Da quel gomito inizia il viaggio di Sonia Bergamasco, figura maestosa e altera che da sola porta in scena l’angoscia dello scrittore che insegue la sua eroina, il dramma della moglie Sofia, relegata a latere come confidente e spettatrice impotente, ma la Bergamasco è soprattutto la Karenina, prima ancora che si chiamasse Anna Karenina.
Quel gomito aristocratico - illuminato sapientemente da Cesare Accetta e da un disegno luci che svolge la funzione di montaggio narrativo -, si chiama Tatiana, oppure Anastacia; solo in ultimo prenderà il nome di Anna. Un personaggio che evolve, che Tolstoj insegue e che, una volta trovato, si emancipa dall'autore.
Ma la Bergamasco, nel frattempo, porta in scena anche il dramma di questa eroina immortale, attraverso un pianoforte, unico elemento scenografico presente in scena accanto a due sedie. Lo strumento non solo viene suonato, ma diventa podio su cui recitare ed è aperto, a cercare l’anima della protagonista. Il pianoforte alter ego viene violato, come violata è l’anima di Anna; si fa tomba e raccoglie il corpo di Anna, come tomba è la sua anima, sensuale e inappagata.

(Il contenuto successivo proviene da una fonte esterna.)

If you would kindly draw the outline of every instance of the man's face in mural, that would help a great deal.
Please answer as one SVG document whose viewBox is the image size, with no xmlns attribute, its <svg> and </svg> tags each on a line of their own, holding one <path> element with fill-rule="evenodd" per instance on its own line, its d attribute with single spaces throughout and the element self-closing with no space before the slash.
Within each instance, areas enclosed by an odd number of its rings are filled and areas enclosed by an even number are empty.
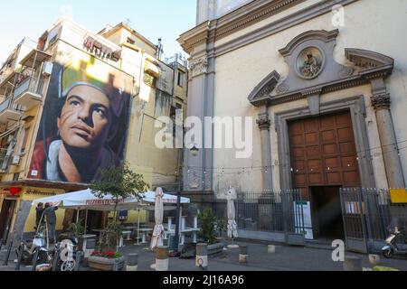
<svg viewBox="0 0 407 289">
<path fill-rule="evenodd" d="M 110 101 L 100 90 L 79 85 L 67 95 L 57 125 L 62 141 L 72 147 L 101 147 L 111 126 Z"/>
</svg>

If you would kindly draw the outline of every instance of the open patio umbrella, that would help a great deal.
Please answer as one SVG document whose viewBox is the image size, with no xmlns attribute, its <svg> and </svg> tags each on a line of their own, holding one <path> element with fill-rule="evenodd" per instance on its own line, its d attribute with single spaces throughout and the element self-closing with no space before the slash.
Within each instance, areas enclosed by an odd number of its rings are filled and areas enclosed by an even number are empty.
<svg viewBox="0 0 407 289">
<path fill-rule="evenodd" d="M 234 200 L 237 199 L 236 191 L 230 187 L 227 195 L 227 213 L 228 213 L 228 237 L 232 239 L 239 238 L 236 224 L 236 210 L 234 208 Z"/>
<path fill-rule="evenodd" d="M 154 249 L 157 246 L 163 246 L 164 240 L 164 203 L 163 203 L 163 189 L 157 188 L 156 191 L 156 207 L 155 207 L 155 218 L 156 226 L 154 227 L 153 237 L 151 238 L 150 248 Z"/>
</svg>

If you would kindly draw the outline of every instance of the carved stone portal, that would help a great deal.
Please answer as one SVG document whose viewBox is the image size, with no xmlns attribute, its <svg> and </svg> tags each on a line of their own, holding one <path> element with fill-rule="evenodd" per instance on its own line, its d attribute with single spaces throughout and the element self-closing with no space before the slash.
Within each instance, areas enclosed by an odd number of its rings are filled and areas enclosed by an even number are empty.
<svg viewBox="0 0 407 289">
<path fill-rule="evenodd" d="M 297 60 L 297 72 L 304 79 L 315 79 L 322 71 L 324 55 L 316 47 L 303 50 Z"/>
</svg>

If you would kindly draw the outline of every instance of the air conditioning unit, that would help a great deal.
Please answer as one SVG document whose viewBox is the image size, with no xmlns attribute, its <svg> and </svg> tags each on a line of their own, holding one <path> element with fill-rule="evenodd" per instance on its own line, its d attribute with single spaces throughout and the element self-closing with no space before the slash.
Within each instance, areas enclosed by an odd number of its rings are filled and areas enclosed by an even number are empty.
<svg viewBox="0 0 407 289">
<path fill-rule="evenodd" d="M 52 68 L 53 68 L 53 64 L 52 62 L 45 61 L 43 63 L 43 75 L 44 77 L 50 77 L 51 74 L 52 74 Z"/>
<path fill-rule="evenodd" d="M 14 165 L 20 164 L 20 160 L 21 160 L 20 155 L 18 155 L 18 154 L 14 155 L 14 156 L 13 157 L 12 164 L 14 164 Z"/>
</svg>

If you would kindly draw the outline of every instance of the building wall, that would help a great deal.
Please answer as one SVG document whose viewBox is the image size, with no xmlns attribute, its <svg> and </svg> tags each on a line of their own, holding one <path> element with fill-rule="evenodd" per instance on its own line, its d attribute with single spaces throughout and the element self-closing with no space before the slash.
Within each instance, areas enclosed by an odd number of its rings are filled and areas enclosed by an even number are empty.
<svg viewBox="0 0 407 289">
<path fill-rule="evenodd" d="M 250 33 L 254 30 L 265 26 L 276 19 L 289 15 L 307 5 L 318 1 L 306 1 L 296 5 L 280 14 L 277 14 L 255 25 L 246 28 L 237 33 L 223 38 L 216 42 L 216 46 L 224 44 L 238 36 Z M 346 64 L 345 59 L 345 48 L 357 48 L 374 51 L 390 56 L 395 60 L 393 74 L 387 79 L 386 85 L 392 96 L 392 114 L 394 122 L 397 141 L 407 140 L 407 132 L 402 129 L 406 122 L 403 111 L 407 107 L 406 83 L 407 83 L 407 56 L 404 48 L 407 40 L 401 37 L 400 27 L 407 24 L 405 18 L 406 4 L 402 0 L 383 2 L 380 0 L 356 1 L 345 7 L 345 27 L 334 27 L 332 25 L 332 14 L 326 14 L 307 21 L 280 33 L 264 38 L 242 48 L 223 54 L 216 58 L 215 64 L 215 116 L 251 116 L 257 118 L 260 112 L 248 101 L 248 96 L 252 89 L 272 70 L 276 70 L 284 79 L 289 71 L 289 67 L 284 58 L 279 54 L 279 49 L 285 47 L 294 37 L 308 30 L 333 30 L 339 29 L 336 39 L 335 58 L 338 63 Z M 363 16 L 361 16 L 363 15 Z M 392 21 L 389 21 L 392 19 Z M 369 144 L 371 148 L 380 146 L 378 139 L 377 124 L 374 111 L 370 104 L 370 86 L 357 87 L 346 90 L 323 95 L 321 101 L 327 102 L 334 99 L 341 99 L 346 97 L 363 95 L 366 106 L 365 125 L 368 130 Z M 274 120 L 274 115 L 282 110 L 307 107 L 306 99 L 269 108 L 270 117 Z M 230 167 L 251 167 L 261 165 L 261 150 L 260 131 L 253 125 L 253 156 L 246 160 L 237 160 L 234 157 L 234 150 L 214 150 L 213 166 L 215 168 L 228 164 Z M 270 127 L 272 163 L 278 158 L 278 143 L 275 126 L 272 121 Z M 401 143 L 400 148 L 405 147 L 406 143 Z M 407 180 L 407 150 L 401 152 L 402 163 L 403 165 L 404 179 Z M 380 150 L 373 151 L 373 164 L 374 178 L 377 187 L 387 187 L 383 161 Z M 224 191 L 230 184 L 241 190 L 260 190 L 261 172 L 236 173 L 224 176 L 213 175 L 213 188 L 215 191 Z M 279 189 L 279 167 L 273 168 L 273 187 Z M 219 188 L 219 189 L 218 189 Z"/>
</svg>

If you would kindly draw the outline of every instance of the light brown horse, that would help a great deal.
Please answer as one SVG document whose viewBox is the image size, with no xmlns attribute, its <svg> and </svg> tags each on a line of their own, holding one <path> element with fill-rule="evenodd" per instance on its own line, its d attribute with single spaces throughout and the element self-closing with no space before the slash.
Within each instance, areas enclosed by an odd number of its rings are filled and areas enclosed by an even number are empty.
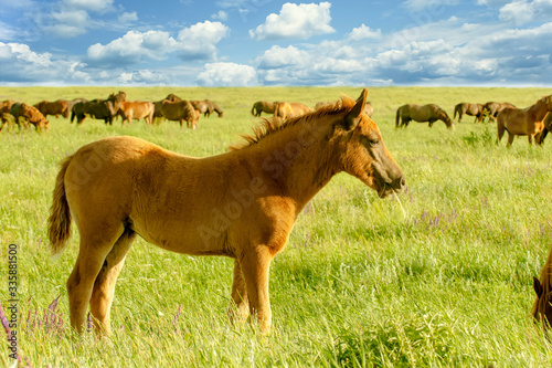
<svg viewBox="0 0 552 368">
<path fill-rule="evenodd" d="M 70 103 L 66 99 L 57 99 L 54 102 L 42 101 L 33 106 L 36 107 L 44 117 L 47 117 L 47 115 L 53 115 L 55 117 L 62 115 L 64 118 L 68 118 L 71 113 Z"/>
<path fill-rule="evenodd" d="M 134 137 L 109 137 L 65 158 L 49 219 L 54 254 L 74 218 L 79 253 L 67 281 L 71 325 L 83 332 L 89 304 L 109 332 L 115 282 L 136 235 L 169 251 L 234 259 L 231 318 L 251 314 L 268 333 L 268 270 L 305 204 L 346 171 L 384 198 L 405 188 L 380 129 L 354 102 L 266 120 L 241 147 L 205 158 Z"/>
<path fill-rule="evenodd" d="M 418 123 L 429 123 L 429 128 L 433 123 L 442 120 L 447 128 L 454 128 L 454 122 L 448 117 L 447 113 L 435 104 L 415 105 L 406 104 L 396 109 L 395 128 L 407 127 L 411 120 Z"/>
<path fill-rule="evenodd" d="M 153 123 L 155 108 L 156 106 L 150 102 L 124 101 L 120 103 L 117 114 L 123 117 L 121 125 L 125 125 L 125 120 L 130 125 L 134 119 L 145 119 L 147 124 L 151 124 Z"/>
<path fill-rule="evenodd" d="M 527 136 L 529 144 L 533 144 L 533 138 L 544 129 L 544 117 L 552 112 L 552 95 L 544 96 L 527 108 L 507 107 L 497 116 L 497 144 L 502 139 L 505 132 L 508 132 L 507 147 L 511 147 L 514 136 Z M 538 146 L 540 139 L 535 139 Z"/>
<path fill-rule="evenodd" d="M 14 103 L 10 107 L 10 114 L 14 117 L 14 122 L 21 130 L 21 124 L 26 129 L 29 124 L 34 125 L 36 132 L 42 132 L 42 129 L 50 128 L 50 122 L 42 115 L 42 113 L 34 106 L 28 105 L 25 103 Z M 6 117 L 2 114 L 2 126 Z"/>
<path fill-rule="evenodd" d="M 195 108 L 200 114 L 203 114 L 204 117 L 210 117 L 211 114 L 216 113 L 219 117 L 223 116 L 222 109 L 212 101 L 202 99 L 202 101 L 190 101 L 193 108 Z"/>
<path fill-rule="evenodd" d="M 549 253 L 540 280 L 533 276 L 533 290 L 537 294 L 531 315 L 549 328 L 552 324 L 552 250 Z"/>
<path fill-rule="evenodd" d="M 454 106 L 453 119 L 456 118 L 456 114 L 458 114 L 458 123 L 461 123 L 463 115 L 475 116 L 474 123 L 481 122 L 484 118 L 481 104 L 459 103 Z"/>
<path fill-rule="evenodd" d="M 287 103 L 279 102 L 275 103 L 274 116 L 282 117 L 283 119 L 300 116 L 310 113 L 312 108 L 301 104 L 301 103 Z"/>
<path fill-rule="evenodd" d="M 253 104 L 251 109 L 251 114 L 253 116 L 261 116 L 262 113 L 274 114 L 274 108 L 276 107 L 277 102 L 267 102 L 267 101 L 257 101 Z"/>
</svg>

Ed è tutta intorno al piano-anima la tragedia di questa donna, schiava delle passioni e dell'amore tutto carnale per Vronskji. Il conte Alekseji Vronskji: basta nominarlo perché la scena vibri come vibra il cuore della protagonista nel vederlo; il piano viene scoperchiato e Anna è perduta, per sempre. Alla fine quel che resta, nel nero e oro dominanti della scena, non è che quel gomito da cui tutto ha avuto origine. Giuseppe Bertolucci dirige in modo impalpabile, lasciando alla Bergamasco la possibilità di esprimersi con ogni parte di se stessa: suonando il pianoforte, modulando la voce e la recitazione, ma soprattutto attraverso il corpo, presente e possente, elemento teatrale imprescindibile, capace di riempire di sé tutto il palcoscenico.